Un piccolo insetto dall'aspetto ingannevole

Quando si vede un piccolo insetto rosso e nero posato su un fiore, è facile pensare che sia innocuo. Eppure, sotto quell'apparenza quasi affascinante, la cimice assassina nasconde un potenziale davvero preoccupante. Diffusa principalmente nell'America Latina, questa cimice conosciuta anche come reduvide irascibile non ha niente in comune con le cimici da letto che temiamo nelle nostre case. È nota per trasmettere un parassita che causa una patologia grave, la malattia di Chagas, che oggi colpisce milioni di persone in tutto il mondo.
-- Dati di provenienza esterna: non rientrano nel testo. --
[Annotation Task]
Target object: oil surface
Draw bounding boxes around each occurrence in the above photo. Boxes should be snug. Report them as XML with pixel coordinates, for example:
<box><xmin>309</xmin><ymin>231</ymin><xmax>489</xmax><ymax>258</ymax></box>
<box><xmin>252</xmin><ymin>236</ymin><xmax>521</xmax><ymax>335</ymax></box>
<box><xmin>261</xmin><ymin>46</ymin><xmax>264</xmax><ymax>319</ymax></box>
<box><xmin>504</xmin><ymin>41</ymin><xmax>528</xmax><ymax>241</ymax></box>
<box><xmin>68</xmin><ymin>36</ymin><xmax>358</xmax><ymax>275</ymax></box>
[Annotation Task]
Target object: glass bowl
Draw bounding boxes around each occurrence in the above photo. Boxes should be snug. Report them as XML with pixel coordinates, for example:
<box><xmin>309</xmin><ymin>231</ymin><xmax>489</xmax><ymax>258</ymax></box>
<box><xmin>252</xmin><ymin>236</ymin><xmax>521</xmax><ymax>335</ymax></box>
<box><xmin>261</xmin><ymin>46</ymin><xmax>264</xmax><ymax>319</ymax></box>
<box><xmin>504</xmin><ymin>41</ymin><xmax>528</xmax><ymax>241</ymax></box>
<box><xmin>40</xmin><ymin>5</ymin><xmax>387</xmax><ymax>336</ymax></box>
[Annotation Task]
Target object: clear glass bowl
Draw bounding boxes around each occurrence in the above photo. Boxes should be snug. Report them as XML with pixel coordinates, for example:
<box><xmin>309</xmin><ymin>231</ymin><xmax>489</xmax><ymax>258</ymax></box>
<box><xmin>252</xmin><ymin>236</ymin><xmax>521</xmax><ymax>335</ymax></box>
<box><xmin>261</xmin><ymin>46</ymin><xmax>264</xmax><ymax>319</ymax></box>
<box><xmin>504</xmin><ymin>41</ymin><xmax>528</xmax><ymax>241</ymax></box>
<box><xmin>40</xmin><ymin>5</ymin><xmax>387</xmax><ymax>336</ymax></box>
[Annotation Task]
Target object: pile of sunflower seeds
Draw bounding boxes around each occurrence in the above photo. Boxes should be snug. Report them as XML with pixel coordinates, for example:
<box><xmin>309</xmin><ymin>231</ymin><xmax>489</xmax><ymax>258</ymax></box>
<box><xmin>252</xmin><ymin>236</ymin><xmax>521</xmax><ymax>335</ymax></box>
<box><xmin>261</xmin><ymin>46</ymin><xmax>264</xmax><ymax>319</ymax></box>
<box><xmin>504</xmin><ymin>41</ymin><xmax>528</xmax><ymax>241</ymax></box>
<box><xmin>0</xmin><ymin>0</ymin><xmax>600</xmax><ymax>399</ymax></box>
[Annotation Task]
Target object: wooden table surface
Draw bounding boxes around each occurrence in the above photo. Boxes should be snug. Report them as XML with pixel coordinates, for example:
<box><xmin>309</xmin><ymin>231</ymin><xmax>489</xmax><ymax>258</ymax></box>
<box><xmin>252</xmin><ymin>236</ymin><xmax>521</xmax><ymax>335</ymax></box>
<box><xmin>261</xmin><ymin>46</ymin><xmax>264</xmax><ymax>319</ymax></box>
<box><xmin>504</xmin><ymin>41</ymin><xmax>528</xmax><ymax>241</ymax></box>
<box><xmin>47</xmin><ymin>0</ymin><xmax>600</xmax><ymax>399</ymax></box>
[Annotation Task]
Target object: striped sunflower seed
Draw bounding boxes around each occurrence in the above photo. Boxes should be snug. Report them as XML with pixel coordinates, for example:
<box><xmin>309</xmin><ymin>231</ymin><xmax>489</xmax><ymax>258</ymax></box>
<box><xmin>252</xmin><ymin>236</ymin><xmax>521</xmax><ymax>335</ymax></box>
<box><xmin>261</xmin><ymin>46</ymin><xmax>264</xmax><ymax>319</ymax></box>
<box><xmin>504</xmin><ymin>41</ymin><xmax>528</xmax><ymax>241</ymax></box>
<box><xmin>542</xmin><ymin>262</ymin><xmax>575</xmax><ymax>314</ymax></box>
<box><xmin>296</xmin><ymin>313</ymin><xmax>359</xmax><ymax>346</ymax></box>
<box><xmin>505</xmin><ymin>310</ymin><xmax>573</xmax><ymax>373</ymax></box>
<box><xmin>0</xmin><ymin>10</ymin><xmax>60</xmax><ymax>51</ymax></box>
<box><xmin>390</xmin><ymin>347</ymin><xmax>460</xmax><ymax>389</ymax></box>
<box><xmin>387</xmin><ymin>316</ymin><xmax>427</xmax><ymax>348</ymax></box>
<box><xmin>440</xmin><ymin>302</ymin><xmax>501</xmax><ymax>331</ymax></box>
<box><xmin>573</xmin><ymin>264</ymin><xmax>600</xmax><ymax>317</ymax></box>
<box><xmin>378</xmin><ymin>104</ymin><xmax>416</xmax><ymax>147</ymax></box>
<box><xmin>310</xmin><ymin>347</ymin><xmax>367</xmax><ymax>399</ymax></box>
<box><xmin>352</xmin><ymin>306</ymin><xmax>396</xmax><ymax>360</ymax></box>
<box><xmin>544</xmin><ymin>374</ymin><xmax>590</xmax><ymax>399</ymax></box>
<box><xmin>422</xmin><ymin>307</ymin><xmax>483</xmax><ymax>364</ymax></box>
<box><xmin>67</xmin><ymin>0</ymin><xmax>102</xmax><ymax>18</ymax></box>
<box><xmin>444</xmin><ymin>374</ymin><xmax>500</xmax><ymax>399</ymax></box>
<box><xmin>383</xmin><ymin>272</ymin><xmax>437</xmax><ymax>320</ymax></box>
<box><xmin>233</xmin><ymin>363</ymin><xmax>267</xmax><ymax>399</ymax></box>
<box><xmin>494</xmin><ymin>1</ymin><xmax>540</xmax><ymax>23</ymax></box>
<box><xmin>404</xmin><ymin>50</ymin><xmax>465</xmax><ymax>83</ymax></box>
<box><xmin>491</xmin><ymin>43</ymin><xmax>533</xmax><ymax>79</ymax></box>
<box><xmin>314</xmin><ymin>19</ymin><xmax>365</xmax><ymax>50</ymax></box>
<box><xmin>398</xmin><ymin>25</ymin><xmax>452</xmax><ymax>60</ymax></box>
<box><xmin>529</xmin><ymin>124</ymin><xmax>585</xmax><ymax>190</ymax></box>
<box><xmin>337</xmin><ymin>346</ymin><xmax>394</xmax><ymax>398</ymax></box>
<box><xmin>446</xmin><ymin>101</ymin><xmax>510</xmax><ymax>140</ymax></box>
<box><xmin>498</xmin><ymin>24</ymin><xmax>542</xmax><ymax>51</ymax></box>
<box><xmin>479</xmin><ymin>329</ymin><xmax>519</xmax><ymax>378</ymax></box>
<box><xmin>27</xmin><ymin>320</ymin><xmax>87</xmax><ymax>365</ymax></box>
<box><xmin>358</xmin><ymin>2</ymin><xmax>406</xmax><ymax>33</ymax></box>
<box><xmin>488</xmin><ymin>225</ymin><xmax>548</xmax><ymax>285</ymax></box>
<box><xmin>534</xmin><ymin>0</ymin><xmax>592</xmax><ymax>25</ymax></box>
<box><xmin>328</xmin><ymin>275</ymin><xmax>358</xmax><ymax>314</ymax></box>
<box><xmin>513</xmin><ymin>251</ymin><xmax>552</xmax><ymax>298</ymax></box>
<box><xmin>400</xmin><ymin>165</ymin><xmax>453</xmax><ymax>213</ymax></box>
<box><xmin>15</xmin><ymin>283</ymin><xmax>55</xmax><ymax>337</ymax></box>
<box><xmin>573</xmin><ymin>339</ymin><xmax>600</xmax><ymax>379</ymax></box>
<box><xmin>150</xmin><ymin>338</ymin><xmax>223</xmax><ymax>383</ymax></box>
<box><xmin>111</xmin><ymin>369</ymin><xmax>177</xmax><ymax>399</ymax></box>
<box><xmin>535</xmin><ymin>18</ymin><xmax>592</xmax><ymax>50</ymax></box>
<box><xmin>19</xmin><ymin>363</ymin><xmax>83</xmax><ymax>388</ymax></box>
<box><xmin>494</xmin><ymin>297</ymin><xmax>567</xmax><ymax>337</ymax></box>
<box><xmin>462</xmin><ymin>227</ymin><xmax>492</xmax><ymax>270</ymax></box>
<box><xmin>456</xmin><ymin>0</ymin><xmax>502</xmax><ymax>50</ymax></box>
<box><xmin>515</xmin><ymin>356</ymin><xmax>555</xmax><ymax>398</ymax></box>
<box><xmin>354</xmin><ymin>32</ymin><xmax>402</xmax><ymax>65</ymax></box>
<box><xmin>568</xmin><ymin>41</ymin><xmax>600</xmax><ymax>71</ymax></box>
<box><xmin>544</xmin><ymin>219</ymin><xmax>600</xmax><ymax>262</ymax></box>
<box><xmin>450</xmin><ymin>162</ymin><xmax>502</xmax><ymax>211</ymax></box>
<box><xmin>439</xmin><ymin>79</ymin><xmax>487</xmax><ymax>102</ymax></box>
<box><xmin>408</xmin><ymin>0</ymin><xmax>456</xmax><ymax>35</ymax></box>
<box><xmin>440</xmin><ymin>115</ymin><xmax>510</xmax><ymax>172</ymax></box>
Un insetto dotato di un rostro temibile

Il reduvide irascibile fa parte dell'ordine degli emitteri, proprio come le cicale o gli afidi. Nel territorio francese, alcune specie sono osservabili, in particolare nel sud e nella valle del Rodano, in aree calde e soleggiate. Con i suoi 14-16 mm di lunghezza, questa grande cimice sfoggia una colorazione rossa e nera molto marcata. La sua testa appuntita si prolunga con un rostro potente, un piccolo becco rigido e aguzzo, rosso alla base e nero all'estremità. Questo appendice impressionante le serve per catturare le prede.

Perché la cimice assassina è innanzitutto una predatrice. In agguato sui fiori, aspetta gli insetti impollinatori. Una volta afferrata la vittima, la trafigge con il rostro e inietta una saliva tossica contenente enzimi digestivi. Gli organi interni vengono quindi liquefatti e poi aspirati. Rimane solo un involucro vuoto. È preferibile evitare di maneggiarla a mani nude: il suo rostro può infliggere punture dolorose se si sente minacciata.

Perché è classificata tra gli insetti più mortali?

Alcune sottofamiglie di cimici assassine, in particolare i Triatominae, si nutrono di sangue. Quando pungono un essere umano, possono trasmettere il parassita Trypanosoma cruzi. La contaminazione non avviene direttamente attraverso la puntura. L'insetto lascia escrementi vicino alla zona punta. Grattandosi, la persona facilita l'ingresso del parassita nella ferita. Il prurito può essere intenso.

Secondo l'Organizzazione Mondiale della Sanità, tra 6 e 7 milioni di persone sono infettate dalla malattia di Chagas nel mondo. Questa infezione è responsabile di circa 10.000 decessi ogni anno. Oltre 100 milioni di individui sarebbero esposti al rischio, principalmente in Sud America, ma anche in Nord America e in Europa a causa degli spostamenti di popolazione. In Francia metropolitana e nei dipartimenti d'oltremare (ad eccezione della Guyana), Santé Publique France stima a 1.464 il numero di persone infette.

Come proteggersi da questa cimice

La malattia evolve in due fasi. Nelle prime settimane, la maggior parte delle persone infette presenta pochi o nessun sintomo. Può trattarsi di febbre, disturbi respiratori o mal di testa. Più raramente, può apparire una lesione cutanea o un gonfiore. Anni dopo, possono insorgere complicazioni gravi, in particolare a livello del cuore e del sistema digestivo. Possono manifestarsi disturbi cardiaci severi che conducono, in alcuni casi, a morte improvvisa. Tra le persone presumibilmente infette in Francia, tra 63 e 555 potrebbero sviluppare una cardiopatia.

Non esiste un vaccino contro la malattia di Chagas. La prevenzione si basa quindi principalmente sulla protezione contro gli insetti vettori. Nelle zone a rischio, l'uso di insetticidi adatti, l'installazione di zanzariere e la protezione delle abitazioni contro le infiltrazioni di insetti sono raccomandati. Indossare abiti coprenti durante i soggiorni in regioni esposte ed evitare di maneggiare queste cimici a mani nude limitano anche i rischi di puntura. Esistono trattamenti antiparassitari e sono tanto più efficaci quanto più vengono somministrati precocemente.